Number Series is one of the more important topics for IBPS PO. Quite a few questions come from this topic every year. In these questions, a series of numbers along with a missing number is given and the student is asked to find out the missing number.

Theory

For a given question, examine the difference between adjacent numbers. A number of times, the difference between adjacent numbers in a series is constant.

Tip

Even if the difference between the numbers is dynamic rather than constant, there is still a clear logical rule. In such a case, see if the difference of numbers is in Arithmetic Progression – first difference is 1, second difference is 2 and so on.

Theory

Examine if there is a multiplication pattern between the numbers. For example, in the series: 1, 2, 4, 8, 16, … each number is twice the previous number.

Tip

Most of the times when the numbers in the series follow a multiplicative pattern, the multiplicative number is either 2 or ½.

Theory

If the numbers do not follow an addition or multiplication pattern, check if you can use a rule that involves two or more basic arithmetic functions ( +, -, x, / ). For example, in the series 2, 4, 8, 6, 3,… the rule is: add 2 to the first number to get the second number, then multiply the second number by 2 to get the third number, subtract 2 from the third number to get the fourth number and divide the fourth number by 2 to get the fifth number.

Theory

Identifying the wrong number in a series

Sometimes questions are asked on identifying the wrong number in a series. This is more difficult than finding the missing number because in this case, the wrong number might mislead the thought process. One way of solving this is by assuming one of the numbers to be wrong and trying to find the logic connecting the other numbers. If a proper logic is not found, then consider another number to be wrong and repeat the process.

Tip

While solving questions on identifying the wrong number in a series, try to see if you get a proper logic for the series by going from left to right. If not, then try to find the logic by going from right to left.

Theory

In some questions, two series are given, with the first series being complete and the second series being incomplete. In these questions, the student has to identify the logic that the numbers of the first series follow and apply the same logic to the numbers of the second series. These questions are slightly easier compared to the other two types of questions.

Solved Example

What comes next in the series: 3, 5, 9, 15, 23, ____

a) 31
b) 33
c) 35
d) None of the above

Explanation:
The difference between the first two numbers is 2. The difference between the 3rd and 4th numbers is 4. The difference between the 4th and 5th numbers is 6 and so on.

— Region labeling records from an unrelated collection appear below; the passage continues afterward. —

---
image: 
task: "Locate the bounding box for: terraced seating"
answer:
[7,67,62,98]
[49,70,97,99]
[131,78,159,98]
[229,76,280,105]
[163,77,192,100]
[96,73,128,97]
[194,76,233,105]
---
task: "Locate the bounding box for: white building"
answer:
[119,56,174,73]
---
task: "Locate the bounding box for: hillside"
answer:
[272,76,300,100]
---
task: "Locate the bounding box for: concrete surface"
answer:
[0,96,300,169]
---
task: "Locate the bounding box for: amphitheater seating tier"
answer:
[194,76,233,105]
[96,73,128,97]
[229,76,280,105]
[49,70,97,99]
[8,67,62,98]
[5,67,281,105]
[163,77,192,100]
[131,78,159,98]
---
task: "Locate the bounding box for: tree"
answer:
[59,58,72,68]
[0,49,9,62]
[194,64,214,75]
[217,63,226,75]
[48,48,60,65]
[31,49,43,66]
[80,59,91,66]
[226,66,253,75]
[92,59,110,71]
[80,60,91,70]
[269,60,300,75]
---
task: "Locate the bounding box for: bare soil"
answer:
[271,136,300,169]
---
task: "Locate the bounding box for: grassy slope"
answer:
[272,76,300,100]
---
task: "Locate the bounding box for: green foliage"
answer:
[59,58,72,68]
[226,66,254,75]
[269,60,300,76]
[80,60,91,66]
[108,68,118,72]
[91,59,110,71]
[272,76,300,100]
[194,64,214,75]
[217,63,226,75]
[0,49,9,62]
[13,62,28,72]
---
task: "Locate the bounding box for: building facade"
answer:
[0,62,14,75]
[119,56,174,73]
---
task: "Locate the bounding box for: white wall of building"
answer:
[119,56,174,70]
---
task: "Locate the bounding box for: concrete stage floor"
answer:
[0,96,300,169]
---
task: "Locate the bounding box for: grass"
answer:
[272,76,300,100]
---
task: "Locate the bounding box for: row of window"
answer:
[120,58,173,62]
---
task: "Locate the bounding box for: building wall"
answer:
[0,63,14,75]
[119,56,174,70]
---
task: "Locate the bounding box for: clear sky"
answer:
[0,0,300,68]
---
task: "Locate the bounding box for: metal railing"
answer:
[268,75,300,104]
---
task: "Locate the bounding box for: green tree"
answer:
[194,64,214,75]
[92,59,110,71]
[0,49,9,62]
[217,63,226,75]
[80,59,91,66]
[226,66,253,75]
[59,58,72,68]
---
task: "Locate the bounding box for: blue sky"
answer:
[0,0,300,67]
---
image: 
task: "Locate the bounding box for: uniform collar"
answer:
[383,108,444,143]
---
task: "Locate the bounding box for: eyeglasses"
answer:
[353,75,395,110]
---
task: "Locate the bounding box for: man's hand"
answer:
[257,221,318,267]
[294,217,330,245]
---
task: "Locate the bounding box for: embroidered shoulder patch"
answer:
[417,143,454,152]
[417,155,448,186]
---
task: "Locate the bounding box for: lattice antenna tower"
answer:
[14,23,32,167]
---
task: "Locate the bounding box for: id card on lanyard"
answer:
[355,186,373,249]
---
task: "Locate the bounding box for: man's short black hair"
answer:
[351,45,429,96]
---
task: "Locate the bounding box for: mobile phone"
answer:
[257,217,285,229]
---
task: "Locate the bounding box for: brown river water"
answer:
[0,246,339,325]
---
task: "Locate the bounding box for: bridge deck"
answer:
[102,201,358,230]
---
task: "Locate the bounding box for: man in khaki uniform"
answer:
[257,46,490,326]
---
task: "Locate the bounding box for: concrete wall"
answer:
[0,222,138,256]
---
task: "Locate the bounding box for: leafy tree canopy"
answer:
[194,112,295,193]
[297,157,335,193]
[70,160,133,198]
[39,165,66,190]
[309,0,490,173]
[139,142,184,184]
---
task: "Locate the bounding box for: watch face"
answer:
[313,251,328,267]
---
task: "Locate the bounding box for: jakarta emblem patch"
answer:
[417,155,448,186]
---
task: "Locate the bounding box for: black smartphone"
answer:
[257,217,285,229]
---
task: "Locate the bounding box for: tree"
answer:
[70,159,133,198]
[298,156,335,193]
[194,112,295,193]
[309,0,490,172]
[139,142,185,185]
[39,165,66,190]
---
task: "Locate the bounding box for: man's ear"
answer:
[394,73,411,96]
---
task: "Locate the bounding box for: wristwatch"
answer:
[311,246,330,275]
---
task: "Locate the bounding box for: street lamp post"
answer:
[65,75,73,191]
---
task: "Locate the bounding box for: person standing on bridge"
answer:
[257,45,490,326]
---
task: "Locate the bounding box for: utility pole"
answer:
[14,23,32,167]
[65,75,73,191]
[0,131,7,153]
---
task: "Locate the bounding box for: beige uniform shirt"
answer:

So, the difference between 23 and the next number should be 10.
So, the next number in the series is 23+10 = 33

Solved Example

Consider the following two series:

1, 2, 6, 24, 120, …
2, a, b, c, d, …

What is the value of ‘c’?

a) 144
b) 12
c) 48
d) 4

Explanation:
In the first series, the second number is twice the first number; the third number is three times the second number; the fourth number is four times the third number and so on.
The same rule has to be applied to the numbers in the second series also.

So, a = 2*2 = 4
b = 4*3 = 12
c = 12*4 = 48

So, the value of ‘c’ is 48.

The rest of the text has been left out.